Archived Story

Cathedral coaches hoping school stays in MHSAA

Published 12:01am Wednesday, August 7, 2013

NATCHEZ — A recent proposal by the Mississippi High School Activities Association District 1 coaches would ban private, parochial and boarding schools from being members of the MHSAA.

If enacted, Cathedral High School would no longer be allowed to compete in the MHSAA — and Green Wave coaches are hopeful it doesn’t come to pass.

“Realistically, we hope it doesn’t happen,” Cathedral athletic director and baseball coach Craig Beesley said. “We’ve had a good 40-something years (in the MHSAA), and it’s kind of a tradition for us. We have a good relationship with a lot of the public schools, and we hope to keep it.”

Smithville High School principal Chad O’Brian introduced the motion to ban all non-public schools from the MHSAA at the next reclassification. The proposal passed by a majority vote of the 41 schools in attendance and will move to the MHSAA executive meeting in November.

The concern O’Brian raised was that private schools can enroll students outside district lines. But Beesley said he thinks the issues are possibly only local issues for schools in District 1.

“I think some of the public schools up there were upset with (the private schools) picking up players the last few years,” Beesley said.

Green Wave head football coach Ron Rushing said it wouldn’t be fair for every private school in the MHSAA to suffer because of one or two not abiding by the rules and recruiting players from public schools.

“I think recruiting happens (in Mississippi), but all I can do is continue to do what we have been, which is following the rules,” Rushing said. “If a school recruits, then penalize them.”

Rushing added that he doesn’t expect the proposal to pass at the MHSAA executive meeting.

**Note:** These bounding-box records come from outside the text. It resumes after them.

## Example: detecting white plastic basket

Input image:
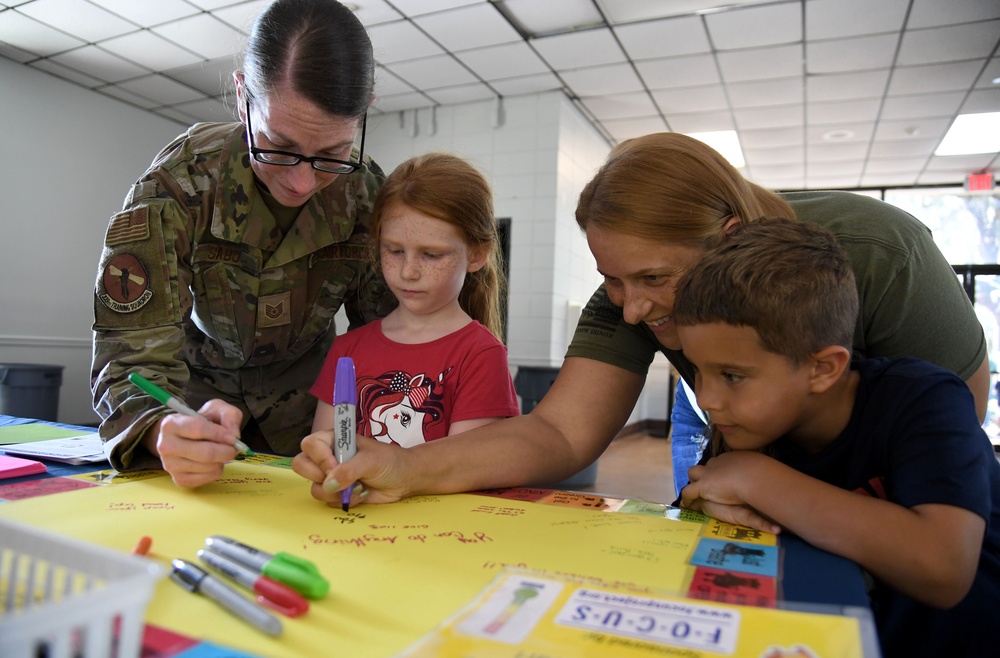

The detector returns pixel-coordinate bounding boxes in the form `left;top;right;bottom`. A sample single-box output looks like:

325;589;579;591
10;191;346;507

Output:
0;519;162;658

He also noted that a player transferring from one MHSAA school to another can’t play until the following year, which is an effective deterrent from recruiting another team’s players, he said.

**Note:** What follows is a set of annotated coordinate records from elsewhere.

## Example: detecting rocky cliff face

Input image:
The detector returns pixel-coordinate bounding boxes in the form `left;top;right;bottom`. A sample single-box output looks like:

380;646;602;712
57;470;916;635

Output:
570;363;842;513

When it comes to attracting students, Cathedral’s main draw is its academics, Rushing said.

“We feel we offer one of the best educations in the area,” Rushing said. “Our ACT scores are great, and we feel that’s what attracts students.”

Natchez High School head football coach Lance Reed said he understands the concerns about recruiting athletes, but he said that’s not an issue with Cathedral.

“We have a great relationship with them,” Reed said. “There are no issues of losing kids to Cathedral. I’ve always said, if a student ever decides to go to Cathedral, it’s because it’s a good academic school, and that’s what’s first anyway.”

Beesley said Cathedral’s no-recruiting policy goes back to his father, Ken Beesley’s, days as football coach.

“We’ve had only three coaches the past 30 to 35 years, and (Ken Beesley) never believed in recruiting, and that kind of carried over,” Craig Beesley said. “Natchez High knows we won’t come after their players, and we know they won’t come after ours.”

Information from an Associated Press story was used in this report.